Notre mouillage est proche de l’ancien village, déserté dans les années 70; la nature a repris ses droits, mais Vincent l’a retrouvé lors d’une de ses explorations:
(Vincent) Tiens des arbres à feuilles (ça change des palmiers!), cela voudrait dire que ça a été habité ? Une tâche verte fluo au milieu de la forêt.. c’est une maison!
Ici une deuxième avec une vieille 403 encore garée à côté. Cette maison-ci devait avoir une belle terrasse, on voit encore la barrière en bois travaillé.. Et ici ? Un cimetière avec quelques tombes. Là, un escalier qui mène à une maison qui a dû être démontée lors du déménagement au nouveau village… bref, me voilà transformé en Indiana Jones pour quelques instants, à imaginer les rues, le jardin que les restes de la tondeuse devaient entretenir…
(Leslie) On se rend compte que lorsqu’un motu n’est pas entretenu, les noix de coco pas régulièrement ramassées, cela devient rapidement une jungle impénétrable. De chaque coco peut naître un cocotier, les jeunes pousses sont partout!
Vincent initie les filles au secret du feu: il y a des restes de foyers utilisés par des ramasseurs de coprah, qui viennent passer quelques jours par mois sur le motu en face du bateau, nous en profitons pour brûler nos emballages. Vincent, ancien éclaireur maître de la fleur rouge, montre à Agathe et Cécilie, un peu impressionnées, comment construire un feu et le faire partir juste avec un briquet, tout en étant efficace pour qu’il ne fume pas. Elles construisent le leur, et au troisième essai c’est le succès! Elles assimilent les règles de sécurité à suivre pour ce genre d’opération, et pour finir la difficulté de l’éteindre: il faut plusieurs seaux d’eau pour venir à bout même d’un petit tas de braise …
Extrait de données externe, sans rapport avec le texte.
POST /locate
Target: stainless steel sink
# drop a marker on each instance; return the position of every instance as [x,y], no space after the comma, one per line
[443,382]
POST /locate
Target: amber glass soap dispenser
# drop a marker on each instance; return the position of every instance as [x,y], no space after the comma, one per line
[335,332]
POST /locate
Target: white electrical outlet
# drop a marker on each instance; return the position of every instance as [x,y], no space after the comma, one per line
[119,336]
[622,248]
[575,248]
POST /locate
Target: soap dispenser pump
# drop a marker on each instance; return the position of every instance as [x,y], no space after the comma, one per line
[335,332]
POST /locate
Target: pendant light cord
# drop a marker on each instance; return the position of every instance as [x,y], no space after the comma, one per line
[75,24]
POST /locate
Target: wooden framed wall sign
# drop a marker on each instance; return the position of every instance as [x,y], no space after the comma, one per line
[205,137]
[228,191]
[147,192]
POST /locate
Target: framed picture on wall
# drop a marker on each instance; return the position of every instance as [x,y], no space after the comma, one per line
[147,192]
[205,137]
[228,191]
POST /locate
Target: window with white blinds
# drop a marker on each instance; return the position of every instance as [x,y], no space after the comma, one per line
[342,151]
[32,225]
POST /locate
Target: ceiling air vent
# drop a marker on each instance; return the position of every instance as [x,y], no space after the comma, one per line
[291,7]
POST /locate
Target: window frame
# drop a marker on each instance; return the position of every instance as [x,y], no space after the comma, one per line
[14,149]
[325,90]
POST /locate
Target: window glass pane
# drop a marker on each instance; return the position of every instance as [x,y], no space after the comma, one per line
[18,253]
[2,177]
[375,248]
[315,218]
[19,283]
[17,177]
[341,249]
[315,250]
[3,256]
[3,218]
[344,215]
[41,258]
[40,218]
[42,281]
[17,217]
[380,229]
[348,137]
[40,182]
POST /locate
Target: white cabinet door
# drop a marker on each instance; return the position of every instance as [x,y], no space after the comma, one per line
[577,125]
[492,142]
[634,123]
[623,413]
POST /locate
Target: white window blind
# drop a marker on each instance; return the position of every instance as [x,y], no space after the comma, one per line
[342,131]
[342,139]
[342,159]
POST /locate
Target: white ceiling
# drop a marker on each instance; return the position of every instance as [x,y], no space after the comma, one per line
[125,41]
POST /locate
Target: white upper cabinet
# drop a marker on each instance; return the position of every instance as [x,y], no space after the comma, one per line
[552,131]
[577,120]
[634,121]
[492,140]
Les fonds marins sont beaucoup plus décevants: on nous avait promis des flottilles de poissons, des nuées d’écailles, mais on ne voit rien du tout. La visibilité est très mauvaise, l’eau est trouble, on lève donc le camp au bout de deux nuits pour l’île aux oiseaux.
Nous cherchons où mouiller, en en faisant le tour, mais malgré les indications glanées sur les blogs, on ne trouve pas d’endroit peu profond et pas trop proche de l’île (le vent tourne dans tous les sens en ce moment). Dans un raffut étourdissant – les oiseaux commentaient en direct nos différents essais – nous abandonnons et nous dirigeons vers l’est, près d’une fausse passe (l’eau entre de l’océan, mais ce n’est pas assez profond pour qu’un bateau puisse y accéder) en espérant que l’eau sera plus claire. Cette fois on trouve un bon emplacement, on reste là – mais l’eau est toujours trouble, tant pis pour la pêche…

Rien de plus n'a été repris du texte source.